Et d’ajouter qu’en initiant  cette grande messe de la culture, le Celtram veut  rendre hommage à un géant de la littérature pendant qu’il est encore vivant.  Il  a affirmé qu’il  a profité de sa casquette de directeur du cabinet du gouverneur du Katanga pour amener celui-ci à parrainer le colloque
            Le  ministère provincial de la Culture et d’autres bienfaiteurs ont accepté à leur tour de prêter main forte aux organisateurs du colloque , a souligné le prof Mulongo.
Mérites
            «J’ai beaucoup d’estime pour Mukala Kadima. Il est l’un des pionniers de la littérature congolaise  A l’époque où il était  chef des travaux, il s’est résolu à établir une bibliographie de la littérature zairoise.», a souligné le numéro un du Celtram.
            Compté parmi les premiers Congolais de sa génération à fouler le sol européen, il s’est mis à l’idée de défendre une thèse sur la littérature congolaise.  Bien d’autres Congolais lui ont emboîté le pas plus tard.  Depuis lors, Mukala Kadima  fait partie de la crème de la littérature francophone et des « écrivains exportables ». Le mot est d’un de ses admirateurs expatriés, a souligné le prof Mulongo.

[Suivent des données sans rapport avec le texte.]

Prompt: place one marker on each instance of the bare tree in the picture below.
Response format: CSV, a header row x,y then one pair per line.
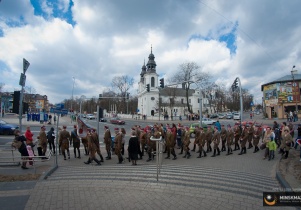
x,y
189,73
123,84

            Quant à l’opportunité d’organiser une conférence de presse dans la capitale, l’orateur l’a justifié par le poids  culturel, économique.. qu’occupe Kinshasa en RDC.
            Les questions des journalistes et d’autres personnes présentes à la DWB ont porté sur la nécessité de jeter un pont entre les aînés et des jeunes  écrivains congolais, ou encore de créer un collectif pour mieux faire rayonner la littérature congolaise ou encore l’oubli des animateurs de l’Union des écrivains congolais « Ueco » …..
            Masegabio Nzanzu, ministre honoraire de la Culture, a rappelé  la situation d’antan où l’Etat  s’investissait pour le rayonnement de belles lettres, précisant par la même occasion avoir bénéficié de ce soutien.
            Yoka lye Mudaba a fait savoir qu’on peut profiter des « retrouvailles » de Lubumbashi pour créer un collectif.
            Huit Mulongo a relevé les contraintes budgétaires qui ne leur ont pas permis d’inviter un plus grand nombre des personnes au colloque. Il a déclaré que les  « non invités » peuvent toujours les  rejoindre  s’ils peuvent le faire et seront les bienvenus. Il est revenu sur la manière cavalière dont on parle de la littérature congolaise dans nos écoles.
            En sa qualité de maître des céans, Kathryn Brahy a souhaité la bienvenue à tous ses hôtes tout en soulignant l’importance du rendez-vous de Lubumbashi.